Making Continuous Quality Improvement Everybody’s Business

Ms Kerry Copley1, Ms Louise Patel1

1Aboriginal Medical Services Alliance NT , Darwin, Australia

 

Our presentation will discuss the benefits and challenges of developing and implementing a state or territory wide continuous quality improvement (CQI) strategy. Our aim was to ensure that it is relevant and effective at all levels of the system, especially for local primary healthcare providers, enabling them to prioritise local issues and planning for improvement for their own communities.

We will look at how we work directly with Aboriginal community controlled and government primary health care services, to support them to apply the principles of the NT CQI Strategy in the local setting, to improve their systems of care delivery and prioritise actions to address local health issues and service delivery gaps.

A key enabler has been to build CQI skills and confidence in the PHC workforce so that quality improvement thinking and methodology becomes embedded and part or everyday work for already busy health centre teams. We have made CQI everybody’s business.  Establishing and providing ongoing mentoring for a CQI workforce to provide hands-on support at the grassroots level has been invaluable as has an ongoing focus on health centre lead initiatives for improvement.

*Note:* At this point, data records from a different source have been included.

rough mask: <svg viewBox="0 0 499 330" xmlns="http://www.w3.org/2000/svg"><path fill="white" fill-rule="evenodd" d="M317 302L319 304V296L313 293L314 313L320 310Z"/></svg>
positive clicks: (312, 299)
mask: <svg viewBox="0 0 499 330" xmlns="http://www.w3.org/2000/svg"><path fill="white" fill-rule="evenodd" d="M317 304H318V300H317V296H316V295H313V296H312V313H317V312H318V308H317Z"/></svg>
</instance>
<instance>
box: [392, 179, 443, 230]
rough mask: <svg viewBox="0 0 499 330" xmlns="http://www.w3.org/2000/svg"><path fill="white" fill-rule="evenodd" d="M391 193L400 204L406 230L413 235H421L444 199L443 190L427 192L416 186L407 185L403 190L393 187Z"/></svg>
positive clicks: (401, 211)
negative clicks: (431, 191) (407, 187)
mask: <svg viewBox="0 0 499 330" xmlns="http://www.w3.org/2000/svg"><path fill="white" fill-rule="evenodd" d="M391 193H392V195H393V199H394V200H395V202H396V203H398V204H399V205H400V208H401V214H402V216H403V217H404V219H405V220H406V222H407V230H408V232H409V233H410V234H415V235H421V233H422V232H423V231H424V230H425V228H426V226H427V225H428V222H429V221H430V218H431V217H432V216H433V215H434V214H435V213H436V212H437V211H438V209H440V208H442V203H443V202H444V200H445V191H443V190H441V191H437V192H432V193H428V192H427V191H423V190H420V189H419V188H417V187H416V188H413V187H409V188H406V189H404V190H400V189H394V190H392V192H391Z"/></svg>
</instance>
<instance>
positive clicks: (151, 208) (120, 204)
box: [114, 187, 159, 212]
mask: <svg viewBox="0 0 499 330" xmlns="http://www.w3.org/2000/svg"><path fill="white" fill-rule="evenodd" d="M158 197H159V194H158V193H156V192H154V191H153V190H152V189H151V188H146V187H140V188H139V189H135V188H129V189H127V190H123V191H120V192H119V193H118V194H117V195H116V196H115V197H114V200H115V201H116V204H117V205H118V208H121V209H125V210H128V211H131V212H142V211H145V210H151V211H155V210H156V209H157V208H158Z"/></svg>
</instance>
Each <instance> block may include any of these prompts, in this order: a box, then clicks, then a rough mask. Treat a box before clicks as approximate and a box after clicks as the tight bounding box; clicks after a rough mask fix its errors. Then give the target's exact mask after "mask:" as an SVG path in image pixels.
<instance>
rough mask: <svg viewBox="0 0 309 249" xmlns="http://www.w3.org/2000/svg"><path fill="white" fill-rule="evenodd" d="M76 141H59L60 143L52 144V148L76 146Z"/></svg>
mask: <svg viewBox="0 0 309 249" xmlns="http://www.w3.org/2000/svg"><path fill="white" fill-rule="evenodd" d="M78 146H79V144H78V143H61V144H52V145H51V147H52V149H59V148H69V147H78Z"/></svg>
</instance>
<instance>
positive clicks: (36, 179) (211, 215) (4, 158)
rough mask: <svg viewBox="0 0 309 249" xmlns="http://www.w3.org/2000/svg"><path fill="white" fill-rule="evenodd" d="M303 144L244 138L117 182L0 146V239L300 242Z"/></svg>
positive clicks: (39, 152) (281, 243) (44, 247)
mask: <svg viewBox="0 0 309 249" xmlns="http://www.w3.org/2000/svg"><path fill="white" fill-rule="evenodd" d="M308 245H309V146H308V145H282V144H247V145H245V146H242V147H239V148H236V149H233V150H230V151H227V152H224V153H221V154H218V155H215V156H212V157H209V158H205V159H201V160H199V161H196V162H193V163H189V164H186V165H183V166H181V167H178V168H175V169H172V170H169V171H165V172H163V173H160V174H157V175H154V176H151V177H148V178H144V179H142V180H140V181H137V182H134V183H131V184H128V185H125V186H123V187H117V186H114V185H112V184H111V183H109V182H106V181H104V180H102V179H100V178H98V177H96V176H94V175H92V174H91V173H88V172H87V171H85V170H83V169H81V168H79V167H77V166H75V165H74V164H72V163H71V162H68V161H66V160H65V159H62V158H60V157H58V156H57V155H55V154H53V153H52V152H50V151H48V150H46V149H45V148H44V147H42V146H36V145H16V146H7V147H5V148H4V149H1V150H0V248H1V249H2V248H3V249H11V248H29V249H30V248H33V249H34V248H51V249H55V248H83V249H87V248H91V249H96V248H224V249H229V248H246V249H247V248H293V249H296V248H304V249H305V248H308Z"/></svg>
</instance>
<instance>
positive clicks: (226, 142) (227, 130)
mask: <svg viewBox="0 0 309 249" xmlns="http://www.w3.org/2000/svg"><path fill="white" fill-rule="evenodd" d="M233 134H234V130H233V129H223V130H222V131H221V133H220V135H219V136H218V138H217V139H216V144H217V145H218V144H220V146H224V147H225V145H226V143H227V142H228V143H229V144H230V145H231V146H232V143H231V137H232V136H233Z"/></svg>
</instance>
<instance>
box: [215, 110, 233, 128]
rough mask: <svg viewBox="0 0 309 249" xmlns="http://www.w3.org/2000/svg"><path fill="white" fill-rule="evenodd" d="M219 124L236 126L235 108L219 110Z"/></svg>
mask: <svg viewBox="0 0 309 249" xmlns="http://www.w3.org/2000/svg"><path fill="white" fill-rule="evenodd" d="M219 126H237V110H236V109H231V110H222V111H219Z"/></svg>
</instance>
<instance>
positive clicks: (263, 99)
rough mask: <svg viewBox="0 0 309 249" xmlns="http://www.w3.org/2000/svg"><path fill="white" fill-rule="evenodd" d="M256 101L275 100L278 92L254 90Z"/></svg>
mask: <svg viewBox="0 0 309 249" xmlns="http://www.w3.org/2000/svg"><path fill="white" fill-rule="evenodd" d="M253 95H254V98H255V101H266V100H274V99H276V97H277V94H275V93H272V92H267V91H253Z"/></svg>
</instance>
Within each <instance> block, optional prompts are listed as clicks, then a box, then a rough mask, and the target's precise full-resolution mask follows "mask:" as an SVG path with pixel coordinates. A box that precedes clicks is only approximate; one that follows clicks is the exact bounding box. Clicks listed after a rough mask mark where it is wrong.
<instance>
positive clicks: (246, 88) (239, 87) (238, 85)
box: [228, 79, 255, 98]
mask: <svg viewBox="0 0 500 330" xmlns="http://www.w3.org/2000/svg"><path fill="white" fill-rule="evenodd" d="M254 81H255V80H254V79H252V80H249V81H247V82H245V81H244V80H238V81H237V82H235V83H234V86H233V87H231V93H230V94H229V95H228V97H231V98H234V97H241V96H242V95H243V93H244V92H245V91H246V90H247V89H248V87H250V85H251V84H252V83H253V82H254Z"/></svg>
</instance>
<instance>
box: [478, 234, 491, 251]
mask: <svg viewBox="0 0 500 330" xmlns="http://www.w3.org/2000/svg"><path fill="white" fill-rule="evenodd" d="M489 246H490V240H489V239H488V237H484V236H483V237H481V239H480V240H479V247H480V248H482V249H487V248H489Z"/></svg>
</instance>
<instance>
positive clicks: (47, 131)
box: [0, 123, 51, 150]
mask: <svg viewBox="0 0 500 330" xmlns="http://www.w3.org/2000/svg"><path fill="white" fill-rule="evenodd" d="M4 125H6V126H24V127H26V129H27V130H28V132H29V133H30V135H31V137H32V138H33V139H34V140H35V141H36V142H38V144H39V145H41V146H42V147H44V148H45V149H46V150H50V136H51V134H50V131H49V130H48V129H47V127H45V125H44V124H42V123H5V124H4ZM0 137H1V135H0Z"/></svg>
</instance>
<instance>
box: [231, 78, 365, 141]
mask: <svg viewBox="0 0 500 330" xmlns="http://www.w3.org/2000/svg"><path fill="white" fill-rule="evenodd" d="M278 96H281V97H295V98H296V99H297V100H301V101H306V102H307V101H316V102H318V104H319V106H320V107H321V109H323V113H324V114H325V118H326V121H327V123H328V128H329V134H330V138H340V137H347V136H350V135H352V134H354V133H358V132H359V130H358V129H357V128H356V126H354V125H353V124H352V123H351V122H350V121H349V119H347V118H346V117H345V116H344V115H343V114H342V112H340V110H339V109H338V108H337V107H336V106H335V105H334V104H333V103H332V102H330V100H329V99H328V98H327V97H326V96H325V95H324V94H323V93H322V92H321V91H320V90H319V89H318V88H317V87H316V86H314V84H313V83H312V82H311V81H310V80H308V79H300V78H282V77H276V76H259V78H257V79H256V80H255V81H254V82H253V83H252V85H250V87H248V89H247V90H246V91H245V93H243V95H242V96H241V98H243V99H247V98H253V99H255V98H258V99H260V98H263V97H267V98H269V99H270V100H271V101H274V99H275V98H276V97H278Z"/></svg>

It is possible to have a whole of jurisdiction strategy, linking in with national CQI initiatives, that brings consistency and also allows for flexibility for local organisations to address their own community’s priorities for improvement. The NT CQI Strategy has undergone external evaluation allowing us to practice what we preach and apply CQI methodology to our own work. We will share some of the learnings from the last 9 years of implementing the NT CQI Strategy.


Biography:

Kerry and Louise have  developed and supported the implementation of a Territory wide Continuous Quality Improvement (CQI) strategy for Aboriginal Primary Health Care across the Northern Territory.  Their roles have included training and mentoring a team of CQI Facilitators who work directly with PHC services and supporting the systematic use of clinical data to drive and inform change for remote and urban Aboriginal Community Controlled and NT Government PHC services. The overall objective of the NT CQI Strategy is to embed CQI and make it “Everybody’s Business” to improve health outcomes for Aboriginal people in the Territory.